Dog chewing on an antler

It’s my favorite hunting season and the only one I participate in. That’s right – it’s shed hunting season. While I disdain the attention antlers get while they are on the head of a deer, I thoroughly enjoy the game of hide and seek they play when they fall off. 

shed antler caught handing in a sapling

But some have questioned my guilty pleasure – aren’t shed antlers used by other critters? If so, should they be left on the ground where they belong?
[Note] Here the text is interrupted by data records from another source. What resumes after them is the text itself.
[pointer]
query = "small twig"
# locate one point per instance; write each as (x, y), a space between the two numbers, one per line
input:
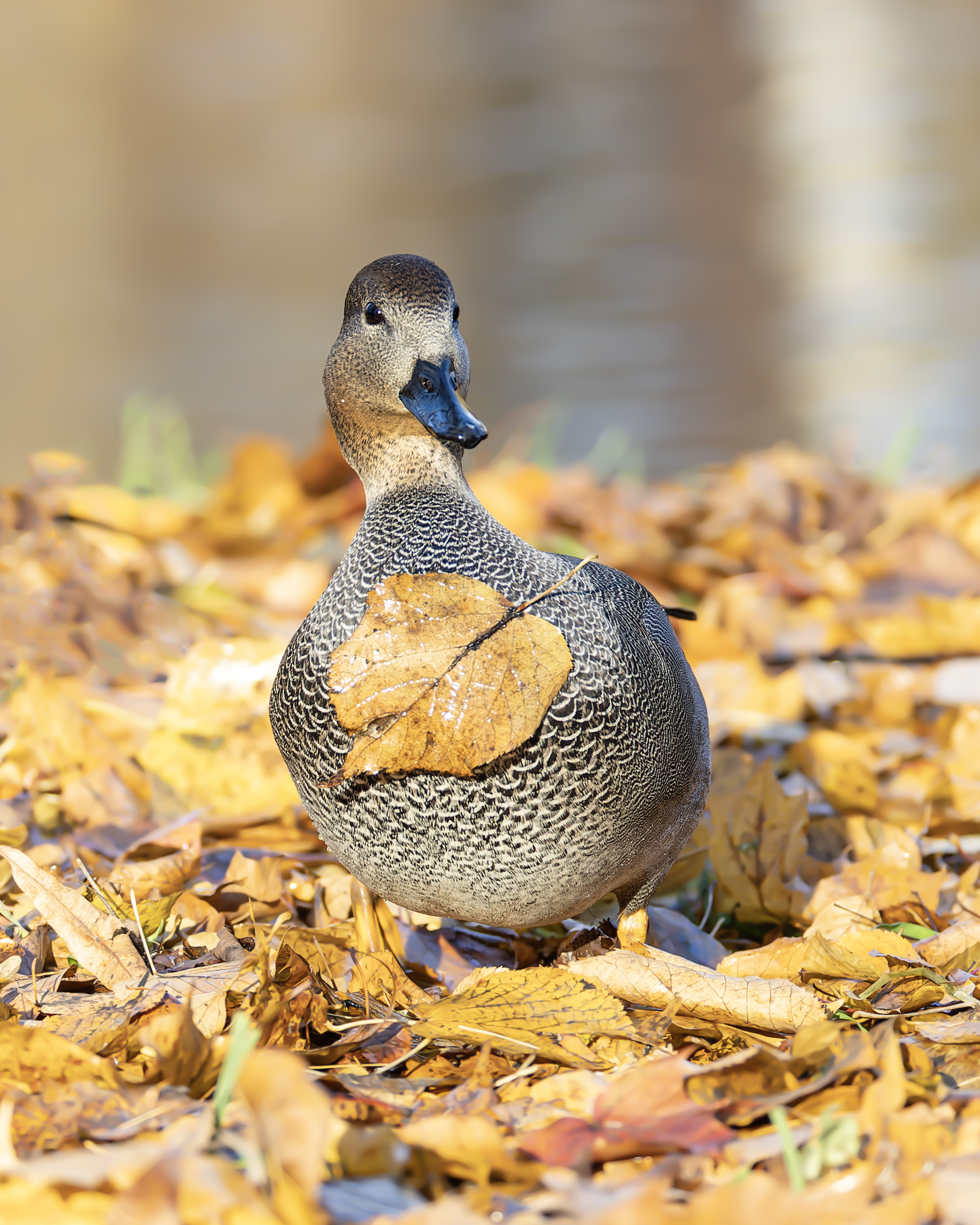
(9, 914)
(525, 1070)
(554, 587)
(91, 879)
(378, 1069)
(791, 1153)
(143, 934)
(709, 906)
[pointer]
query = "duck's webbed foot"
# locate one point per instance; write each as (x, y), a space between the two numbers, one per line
(634, 900)
(632, 926)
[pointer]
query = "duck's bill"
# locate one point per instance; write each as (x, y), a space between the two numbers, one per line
(433, 398)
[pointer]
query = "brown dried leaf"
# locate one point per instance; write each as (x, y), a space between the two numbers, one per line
(258, 879)
(659, 978)
(953, 948)
(643, 1111)
(471, 1146)
(100, 1023)
(93, 939)
(521, 1011)
(295, 1117)
(443, 674)
(781, 959)
(174, 1050)
(757, 840)
(31, 1056)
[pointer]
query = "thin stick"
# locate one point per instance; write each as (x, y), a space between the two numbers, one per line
(378, 1069)
(9, 914)
(92, 881)
(143, 934)
(525, 1070)
(554, 587)
(709, 906)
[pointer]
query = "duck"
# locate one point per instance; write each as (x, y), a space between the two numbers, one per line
(604, 796)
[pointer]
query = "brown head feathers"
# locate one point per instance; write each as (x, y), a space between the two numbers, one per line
(396, 378)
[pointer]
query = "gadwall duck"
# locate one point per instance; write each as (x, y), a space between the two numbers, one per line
(606, 794)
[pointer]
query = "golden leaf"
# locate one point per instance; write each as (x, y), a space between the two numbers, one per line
(517, 1010)
(293, 1115)
(842, 767)
(656, 978)
(780, 959)
(444, 674)
(757, 840)
(31, 1056)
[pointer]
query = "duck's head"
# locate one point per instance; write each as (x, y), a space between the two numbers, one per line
(397, 375)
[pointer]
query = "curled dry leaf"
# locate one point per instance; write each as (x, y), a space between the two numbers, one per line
(29, 1058)
(757, 840)
(295, 1117)
(659, 978)
(646, 1110)
(524, 1011)
(95, 940)
(443, 674)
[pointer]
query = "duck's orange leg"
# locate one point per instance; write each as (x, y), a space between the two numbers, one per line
(632, 926)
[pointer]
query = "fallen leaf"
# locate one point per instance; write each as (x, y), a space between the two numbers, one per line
(258, 879)
(645, 1110)
(471, 1146)
(757, 841)
(443, 674)
(956, 947)
(173, 1049)
(295, 1117)
(95, 940)
(780, 959)
(100, 1023)
(659, 978)
(841, 767)
(29, 1058)
(522, 1011)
I’ll start with the first question. The short answer is yes. Bones, be they femur, rib, or antler, are used by lots of animals if they are available. It’s called osteophagia – file that one away for your next game of Scrabble. An obvious example of this is caribou. Go back and read why Santa’s crew carry their antlers for their around-the-world trip. Sometimes they don’t even wait until they fall off. Some reindeer will gnaw the antlers right off their buddy’s head when they are still attached.

The list of critters that consume bones and/or antlers is long. 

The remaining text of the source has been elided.